“Earlier, you said I’m not Molly’s father, and you’re right—I’m not.” I’m not even sure I know what I’m trying to tell her but when I open my mouth it just comes out. “But what if I want to be? What if—”
“I was raped.”
She blurts it out, shoving the words at me, hard and fast like she’s trying to hurt me with them at it works. As soon as she says it, as soon as my brain processes what she’s telling me, what it means, I feel like I’m standing on top of that IUD, all over again. Afraid to move because I know what’s coming, I just don’t know when. My entire body clench, every joint and vertebra locked tight against the world of hurt that baring down on me, seconds before I feel my entire body has burst into flames.
“What?” It’s a stupid thing to say. Stupid and wrong but I’m praying to God I heard her wrong. That my fucked-up brain is playing a cruel joke on me.
But it’s not.
I heard her just fine.
I understood perfectly.
I know, because Grace reaches up and pushes my hand away from her face and looks away from me, her cheeks flushed with shame. “I was raped. That’s why I don’t know who Molly’s father is—that’s where she came from.” She says it like that’s it. That’s the whole story—everything I need to know, summed up in a handful of words. But she’s wrong. That’s not everything. Not even close.
Who.
Where.
What.
That’s what I need to know.
Who is he.
Where can I find him.
What will it feel like when I kill him.
Still unable to look at me, she takes a step back. “Can you get out now, please?” She flings her arm toward the open archway that leads to my bedroom. “I’ve had a pretty rough couple of hours and I’d really like to cry and—”
I kiss her.
Just step right into her and press my lips against hers until her mouth goes still and quiet. Pulling back a little, I glare down at her. “Nice try.”
Like me, it takes her a few seconds to process what I just said to her. When she finally gets it, her dark blonde brows slam down over her narrowed blue eyes. “Excuse me?”
“You heard me.” Reaching for her again, I push my fingers into her hair to cup my hand around the curve of her neck, pulling her against me. “Nice try, Jimmy—but if that’s your best shot at getting rid of me, I gotta tell you, not impressed.”
“You don’t believe me.” It’s not a question and it kills me, the absolute certainty I hear in her tone. That things are going exactly as she expected. That when she finally found the courage to tell someone the truth, she’d be branded as a liar. “You think I’m lying.”

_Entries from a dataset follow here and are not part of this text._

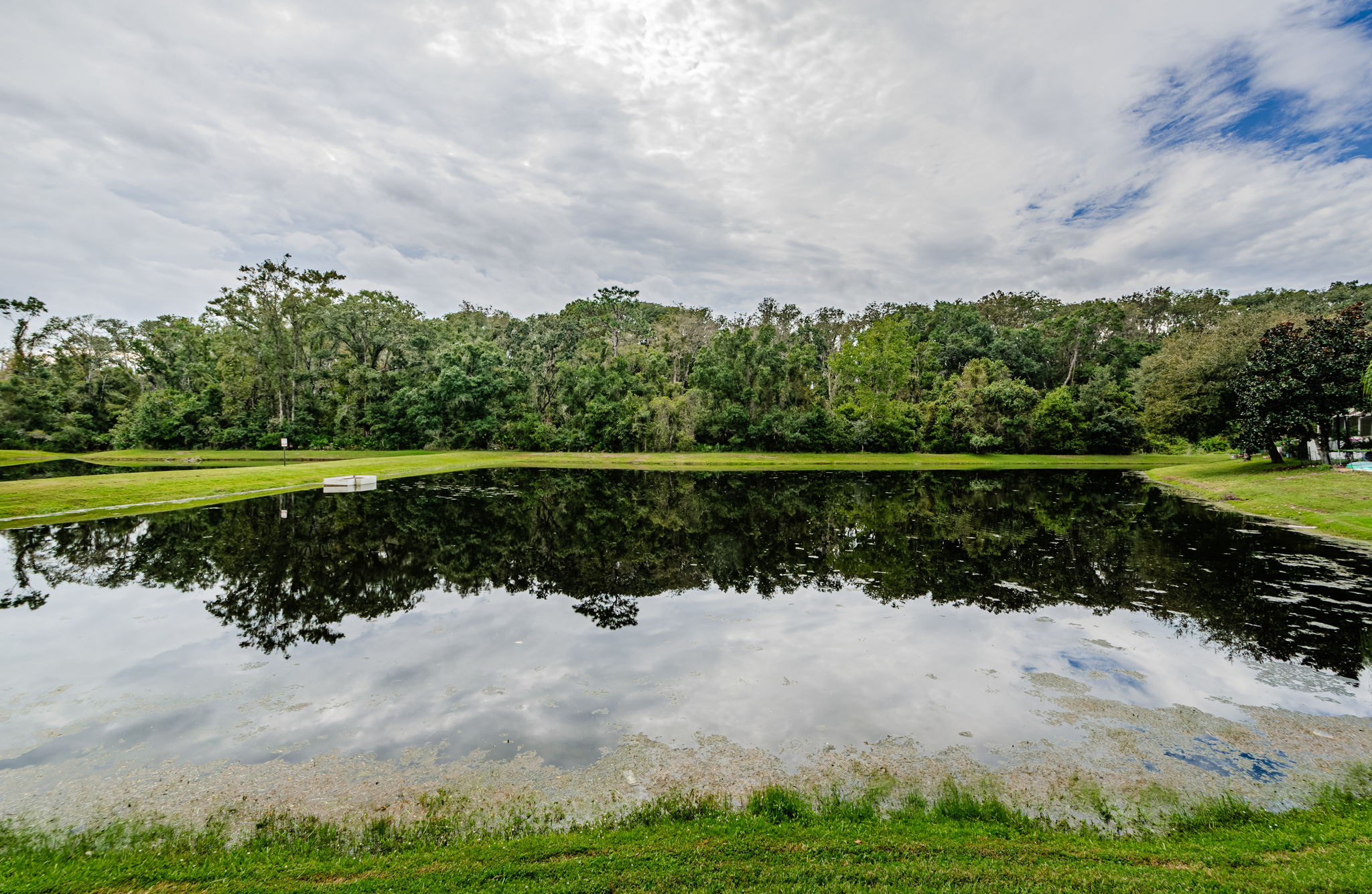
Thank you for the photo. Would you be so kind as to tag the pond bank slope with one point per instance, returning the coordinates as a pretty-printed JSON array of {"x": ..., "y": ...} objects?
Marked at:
[
  {"x": 1331, "y": 501},
  {"x": 88, "y": 497}
]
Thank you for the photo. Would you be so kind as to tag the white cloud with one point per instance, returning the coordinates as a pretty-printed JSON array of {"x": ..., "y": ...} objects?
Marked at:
[{"x": 525, "y": 154}]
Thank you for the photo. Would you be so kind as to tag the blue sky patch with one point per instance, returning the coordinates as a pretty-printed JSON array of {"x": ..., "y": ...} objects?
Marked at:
[{"x": 1224, "y": 102}]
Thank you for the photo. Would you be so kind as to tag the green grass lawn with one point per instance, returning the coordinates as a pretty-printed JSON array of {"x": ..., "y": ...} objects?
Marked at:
[
  {"x": 17, "y": 457},
  {"x": 778, "y": 844},
  {"x": 88, "y": 497},
  {"x": 1327, "y": 500}
]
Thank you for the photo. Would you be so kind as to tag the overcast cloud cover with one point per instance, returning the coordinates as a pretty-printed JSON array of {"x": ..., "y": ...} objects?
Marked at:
[{"x": 526, "y": 153}]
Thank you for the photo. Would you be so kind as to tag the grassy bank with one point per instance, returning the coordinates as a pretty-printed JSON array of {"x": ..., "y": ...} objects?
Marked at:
[
  {"x": 780, "y": 842},
  {"x": 15, "y": 457},
  {"x": 120, "y": 457},
  {"x": 1330, "y": 501},
  {"x": 88, "y": 497}
]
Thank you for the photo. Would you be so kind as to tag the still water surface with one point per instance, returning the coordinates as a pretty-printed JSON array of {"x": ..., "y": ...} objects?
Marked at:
[{"x": 559, "y": 611}]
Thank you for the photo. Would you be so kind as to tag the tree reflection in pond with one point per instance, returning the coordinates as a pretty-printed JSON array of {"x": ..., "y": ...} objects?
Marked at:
[{"x": 1005, "y": 542}]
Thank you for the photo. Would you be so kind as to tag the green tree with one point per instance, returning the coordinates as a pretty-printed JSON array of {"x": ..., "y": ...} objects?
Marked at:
[
  {"x": 1058, "y": 424},
  {"x": 1301, "y": 378}
]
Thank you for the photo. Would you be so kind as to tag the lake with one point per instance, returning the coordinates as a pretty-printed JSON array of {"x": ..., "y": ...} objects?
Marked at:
[{"x": 661, "y": 628}]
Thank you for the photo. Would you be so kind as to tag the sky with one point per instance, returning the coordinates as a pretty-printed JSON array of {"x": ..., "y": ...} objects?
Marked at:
[{"x": 522, "y": 154}]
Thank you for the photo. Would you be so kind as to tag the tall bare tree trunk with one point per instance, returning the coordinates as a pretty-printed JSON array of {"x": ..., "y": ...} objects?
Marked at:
[{"x": 1072, "y": 366}]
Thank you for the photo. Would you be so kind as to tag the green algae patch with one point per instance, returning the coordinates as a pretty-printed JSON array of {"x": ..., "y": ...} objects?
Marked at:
[{"x": 780, "y": 841}]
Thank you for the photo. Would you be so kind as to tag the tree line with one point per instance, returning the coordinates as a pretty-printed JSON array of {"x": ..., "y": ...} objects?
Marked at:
[{"x": 290, "y": 353}]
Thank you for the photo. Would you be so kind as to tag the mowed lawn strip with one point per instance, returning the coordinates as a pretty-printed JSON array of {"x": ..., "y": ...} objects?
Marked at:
[
  {"x": 86, "y": 497},
  {"x": 1336, "y": 502},
  {"x": 17, "y": 457},
  {"x": 1278, "y": 854}
]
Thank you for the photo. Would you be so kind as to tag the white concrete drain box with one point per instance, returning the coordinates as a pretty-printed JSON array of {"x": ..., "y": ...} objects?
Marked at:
[{"x": 349, "y": 483}]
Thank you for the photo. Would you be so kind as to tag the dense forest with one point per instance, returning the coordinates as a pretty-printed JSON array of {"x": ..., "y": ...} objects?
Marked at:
[{"x": 290, "y": 353}]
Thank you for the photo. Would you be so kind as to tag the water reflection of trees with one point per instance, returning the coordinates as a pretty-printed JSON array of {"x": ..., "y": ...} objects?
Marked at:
[{"x": 1006, "y": 542}]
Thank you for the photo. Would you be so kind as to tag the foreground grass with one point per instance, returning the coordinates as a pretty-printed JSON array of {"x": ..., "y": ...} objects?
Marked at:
[
  {"x": 1332, "y": 502},
  {"x": 90, "y": 497},
  {"x": 778, "y": 844}
]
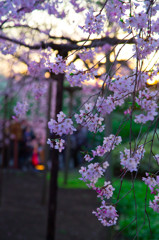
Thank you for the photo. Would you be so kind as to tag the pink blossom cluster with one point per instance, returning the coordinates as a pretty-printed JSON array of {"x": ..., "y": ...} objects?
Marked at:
[
  {"x": 105, "y": 48},
  {"x": 116, "y": 9},
  {"x": 57, "y": 144},
  {"x": 131, "y": 160},
  {"x": 107, "y": 215},
  {"x": 59, "y": 66},
  {"x": 106, "y": 191},
  {"x": 91, "y": 173},
  {"x": 7, "y": 48},
  {"x": 39, "y": 90},
  {"x": 88, "y": 119},
  {"x": 153, "y": 183},
  {"x": 156, "y": 157},
  {"x": 76, "y": 6},
  {"x": 77, "y": 77},
  {"x": 155, "y": 204},
  {"x": 53, "y": 8},
  {"x": 35, "y": 68},
  {"x": 109, "y": 144},
  {"x": 145, "y": 47},
  {"x": 93, "y": 23},
  {"x": 85, "y": 54},
  {"x": 21, "y": 109},
  {"x": 62, "y": 126},
  {"x": 147, "y": 101}
]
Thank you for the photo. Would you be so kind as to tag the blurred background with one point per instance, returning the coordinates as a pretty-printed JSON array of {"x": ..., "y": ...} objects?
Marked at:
[{"x": 26, "y": 160}]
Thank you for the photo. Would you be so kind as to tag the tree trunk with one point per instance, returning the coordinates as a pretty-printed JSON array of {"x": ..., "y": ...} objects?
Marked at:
[
  {"x": 44, "y": 187},
  {"x": 68, "y": 142},
  {"x": 52, "y": 206}
]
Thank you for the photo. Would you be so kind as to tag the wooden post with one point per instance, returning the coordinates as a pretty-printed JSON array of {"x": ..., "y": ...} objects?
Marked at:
[
  {"x": 108, "y": 131},
  {"x": 49, "y": 100},
  {"x": 52, "y": 205},
  {"x": 68, "y": 142}
]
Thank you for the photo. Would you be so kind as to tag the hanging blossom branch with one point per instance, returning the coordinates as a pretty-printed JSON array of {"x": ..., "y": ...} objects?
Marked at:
[{"x": 137, "y": 19}]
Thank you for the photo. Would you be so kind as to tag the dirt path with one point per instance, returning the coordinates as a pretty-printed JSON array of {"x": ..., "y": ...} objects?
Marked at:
[{"x": 23, "y": 218}]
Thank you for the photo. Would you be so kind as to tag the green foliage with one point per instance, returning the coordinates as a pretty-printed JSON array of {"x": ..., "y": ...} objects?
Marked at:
[
  {"x": 147, "y": 163},
  {"x": 127, "y": 211}
]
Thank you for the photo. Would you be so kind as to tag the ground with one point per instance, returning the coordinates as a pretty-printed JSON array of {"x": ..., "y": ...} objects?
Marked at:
[{"x": 22, "y": 217}]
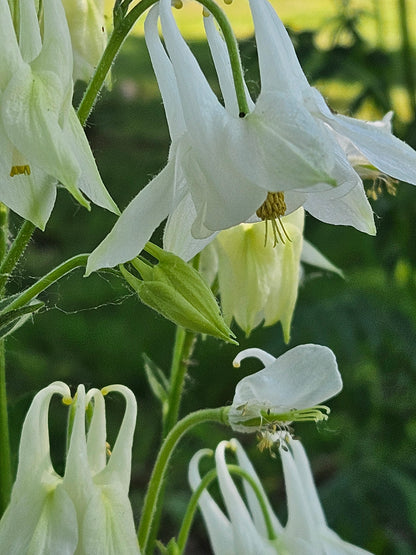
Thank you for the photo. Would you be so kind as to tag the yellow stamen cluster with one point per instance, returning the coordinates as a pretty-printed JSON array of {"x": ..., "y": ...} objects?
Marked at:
[
  {"x": 272, "y": 209},
  {"x": 19, "y": 170}
]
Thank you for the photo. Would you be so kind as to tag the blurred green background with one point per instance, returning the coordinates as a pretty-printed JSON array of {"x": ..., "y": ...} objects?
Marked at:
[{"x": 94, "y": 331}]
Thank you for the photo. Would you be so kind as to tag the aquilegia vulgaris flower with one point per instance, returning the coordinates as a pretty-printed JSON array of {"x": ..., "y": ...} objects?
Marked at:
[
  {"x": 250, "y": 525},
  {"x": 287, "y": 150},
  {"x": 41, "y": 140},
  {"x": 289, "y": 388},
  {"x": 87, "y": 510}
]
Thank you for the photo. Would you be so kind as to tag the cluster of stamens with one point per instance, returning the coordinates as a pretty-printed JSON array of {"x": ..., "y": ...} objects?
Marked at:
[{"x": 272, "y": 209}]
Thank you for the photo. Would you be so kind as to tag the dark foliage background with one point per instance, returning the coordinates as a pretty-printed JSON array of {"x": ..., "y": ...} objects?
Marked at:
[{"x": 94, "y": 330}]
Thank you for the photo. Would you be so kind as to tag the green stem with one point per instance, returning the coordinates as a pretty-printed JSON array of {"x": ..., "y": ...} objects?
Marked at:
[
  {"x": 4, "y": 230},
  {"x": 47, "y": 280},
  {"x": 117, "y": 38},
  {"x": 407, "y": 57},
  {"x": 151, "y": 501},
  {"x": 5, "y": 463},
  {"x": 184, "y": 344},
  {"x": 119, "y": 35},
  {"x": 203, "y": 485},
  {"x": 15, "y": 252},
  {"x": 233, "y": 52}
]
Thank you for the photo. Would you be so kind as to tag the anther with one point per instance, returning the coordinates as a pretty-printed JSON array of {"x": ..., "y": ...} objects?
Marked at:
[{"x": 272, "y": 209}]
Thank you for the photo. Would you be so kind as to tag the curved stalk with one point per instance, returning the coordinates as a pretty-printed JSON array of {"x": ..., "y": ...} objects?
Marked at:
[
  {"x": 151, "y": 501},
  {"x": 119, "y": 35},
  {"x": 47, "y": 280}
]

“No.” It’s the truth. I believe her. I don’t even question it. I just know. “I know you’re telling me the truth. What I’m telling you, since you seem to think I would, is that I don’t care where Molly came from. I’m here—I’m standing right here and I’m not moving. Not one goddamned inch, no matter what you throw at me.”
“Because you love Molly.”
“Yes.” I nod my head, cursing myself for a coward because even though it’s the truth, it’s not the whole truth. It’s not the only reason I want them to stay. “Because I love Molly.”
“This is crazy,” she whispers up at me, shaking her head. “It’s not going to work. It won’t—”
“It can,” I cut her off because I don’t want to hear prudent and rational right now. All I want to hear is her telling me yes. That she’ll stay. Give me a chance. “It will if we want it to.”
“I have to do what’s best for Molly.” Reaching up, she wraps her hand around my wrist, pulling my hand away from her neck. “I need to think—I can’t do that when you’re touching me.”
Curbing my impulse to kiss her again, I nod. “Okay—then just give me a week,” I say, trying to reason with her, find a way to get her say yes, even if it’s just for a little while. “A trial run. Tomorrow is Sunday. We’ll sit down and work out the logistics.” I can see it on her face, she’s going to say no. She’s going to leave and knowing it makes me desperate. Makes me want to drop down to my knees and beg. “A week, Grace—that’s all I’m asking for—and don’t say it’ll confuse Molly because I’m pretty sure she’s the only one in this situation who isn’t confused.”
She doesn’t answer me right away. She just stands there and looks at me like she can’t decide if I’m completely crazy or not. Finally she sighs and nods her head. “Okay—one week. We’ll give it a try.”